After splitting a drink with pineapple and lilikoi juice and bubbly water, we had my favorite Japanese appetizer–‘weed (seaweed, to be exact), followed by the Purple Passion roll with ahi, purple sweet potato, apple, and sashimi with brown rice…


…and the Kohala roll with ahi, papaya, cucumber, and macadamia nuts.


While both rolls were delicious, my favorite was the Purple Passion. I liked it so much that I was using my finger to swipe off the last of the sweet, sticky sauce from the bottom of the plate.

For dessert, we had a gigantic slice of the purple sweet potato cheesecake and, yes, demolished the entire thing.


As my parents said, “We flew 5,000 miles just so you could have sushi.”

Yes, I have expensive tastes. Very expensive.




After going to Volcanoes National Park last year, my family and I went in search of some vegetarian restaurant I read about online. We searched for half an hour with no avail and decided to go to the Kilauea Lodge instead. Our expectations were low, but we were pleasantly surprised by the cozy interior and delicious food. (I had chicken curry for lunch then, which I highly recommend.)

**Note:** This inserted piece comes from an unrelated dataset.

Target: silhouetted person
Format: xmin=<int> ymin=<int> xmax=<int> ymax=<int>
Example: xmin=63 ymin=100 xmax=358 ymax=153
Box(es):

This time, we went for dinner and were again pleased with our choice. We shared some bread made with millet, sorghum, and sunflower seeds (it was excellent), and I started off with the Hunter’s Soup made from homemade rabbit stock. For my main course, I had antelope fillets, which I found both unusual and very tasty.




While there are organic options available at almost every restaurant in Hawaii, if you’re looking for really fresh, local fare, the Holuakoa Cafe is one of the best places to go. It’s a casual place with a koi pond and an open garden, and the food is outright awesome.

I had the pork “sandwich” (although it wasn’t much of a sandwich) with Kona coffee barbecue sauce, crunchy apple slaw, and organic cornbread. My oh my, it was exactly what I was craving, and everything blended so perfectly together.

I also had some Bengal spice tea–my favorite cinnamon-infused beverage–that I discovered there last year. Thank goodness I can get it back at home, too.




On our last full day in Hawaii (sniff), we visited a garden in the morning, then went to Island Lava Java for lunch. I had a chai latte with almond milk while we waited for our food (because hey, it was my last day, and it was good), then enjoyed half of a roasted veggie wrap with roasted vegetables, hummus, macadamia nut pesto, a homemade tortilla, and brown rice, along with (the entirety of) a side of sweet potato fries. Maybe I carbed out a little too much, but it certainly was AWESOME.

Oh, and the cool part? They grow the vegetables on their farm! Good thing I took the opportunity to eat as many of them at once as I could.



For our last dinner on Hawaii, we decided to go to Brown’s Beach House at the Fairmont Orchid, where we enjoyed one of our best dinners ever last February. Once again, the chefs, service, and setting did not disappoint: in my (very picky) opinion, it truly is an excellent restaurant.

After a fun (and tasty) amuse-bouche, I started with an apple banana and kabocha squash bisque topped with a macadamia nut crumble. The flavors were perfectly balanced, the texture pleasantly creamy and light, almost like sipping away at a dream. While I thought it would’ve been better without the crumble, the bisque was undeniably amazing, and I would’ve licked my bowl if we hadn’t been in public.

For my main course, I selected the eleven (or was it twelve?) spice duck with foie gras (YES), forbidden rice, and some kind of exotic green, which was again incredible. The duck was cooked in just the right way and paired beautifully with the chewiness of the rice, the creaminess of the foie gras, and the crunchiness of the green. I am partial to the duck I cook at home, this was a phenomenal preparation.

For dessert, I chose the milk chocolate mousse, which was good, but not great. I should’ve listened to our server and ordered the unbelievable masterpiece I had last time, the Mississippi Mud Pie ice cream cake. My mom’s macadamia nut-bourbon-chocolate pie-like-thing, however, was mind-blowing. I adored it. Unfortunately, I don’t believe I’ll be able to recreate a version that does it justice. Oh well.


Well, I think that’s about it for my incredible adventure to Hawaii. It was a freaking blast.

Time to start bugging Mom and Dad to take me back again soon.